Sticky Bangkok day.

Overcast and sticky day in Bangkok; at midday, with a bottle of cold water and the point-and-shoot camera, I left the hotel to walk to the first contemporary art site on my list. I intended to take pictures along the way, but struggled to muster the needed motivation. I have days like that when I lose interest in breathing, when I observe people and my surroundings, as would a thing that doesn’t belong. Nothing feels real, and everything feels irrelevant—no use trying. Smile, exchange pleasantries with a stranger; a neurologist would call it derealisation. 

A tuk-tuk driver asks me where I’m going, and then where I came from, which is often just a way to gauge how big your bank account could be. A man who said he is a train driver tells me there’s a train I can take for free to where I’m headed. We chatted for half an hour. He told me there’s a beautiful island with few tourists, and a better use of time than the polluted streets of Bangkok. Maybe I could find a young woman in a bikini and take some cliched pictures of the beach at sunset. In photography, that’s called an ABS, an acronym for “Another Bloody Sunset.”

 

The platform where this free train stops was nearby; I found the waiting area and sat surrounded by locals doing their best to ignore me. I understand; no one likes a tourist, and that regardless of where you are. Tourists are a necessary evil, at best just walking cash machines. Close to an hour passes; a train arrives, but it’s heading in the wrong direction. Whether going into or out of the city, this particular locals-only train stops at that same platform. Alone and wondering when the next train going in the right direction might arrive, a young boy approaches and asks where I’m going. He spoke reasonable English, so I told him and asked when I could expect the next train. One hour, he replied, and then he disappeared. I stood there for a few minutes, and the boy reappeared. He asked how long I’d been in Thailand and how long I would stay. I answered, and he ran off again.

 

I went out on the street, took a few pictures, and then went back to the train stop where there are a few street food stalls. One sold Pad Thai for fifty Baht, lunch whilst waiting for the train.
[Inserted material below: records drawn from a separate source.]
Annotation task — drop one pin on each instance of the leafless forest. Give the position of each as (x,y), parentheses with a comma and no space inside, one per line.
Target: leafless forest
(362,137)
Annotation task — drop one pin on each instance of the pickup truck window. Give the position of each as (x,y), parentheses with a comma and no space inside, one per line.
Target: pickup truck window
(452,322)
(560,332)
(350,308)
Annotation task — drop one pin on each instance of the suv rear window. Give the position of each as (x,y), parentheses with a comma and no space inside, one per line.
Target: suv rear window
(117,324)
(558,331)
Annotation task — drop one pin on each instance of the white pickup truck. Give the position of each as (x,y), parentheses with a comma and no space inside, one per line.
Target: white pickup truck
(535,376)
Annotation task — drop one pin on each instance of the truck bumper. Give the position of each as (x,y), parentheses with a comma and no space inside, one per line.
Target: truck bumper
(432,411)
I stood at the counter, invisible to the woman on the other side. I got the message, walked over to a nearby convenience store, bought a high-protein banana drink and two cheese-and-ham toasted sandwiches, and sat outside on a concrete block. It began to rain. Decision taken, I lit a cigarette and headed back to the hotel where two young Canadian men I’d seen a few times were having a smoke outside. We joked about the sign saying police would be called if you were caught smoking dope, then we discussed hunting bison in British Columbia. 

 

The two young Canadians headed off on a mission to find cheap clothes. I went upstairs, where in the corridor a young Thai boy was cleaning the room opposite mine. My bins were full, so I grabbed them and asked the boy in sign language whether I could dump their contents into the rubbish bag attached to his trolley. He nodded, then said, “Thank you.” He was here yesterday, Friday, a school day, and doesn’t look old enough to work under Australian law. I’d read somewhere that every dollar invested in education is estimated to return seven in taxes. I asked myself what future awaits this boy, and his nation if it does not invest in his education? The kid works full-time and probably hands his entire paycheck to his mother. Sputnik caused panic in the United States: the Soviets were winning the technology race solely because they knew what ‘human resource’ actually means, and invested heavily in the education of their children. 

Will try to get to the contemporary art site tomorrow.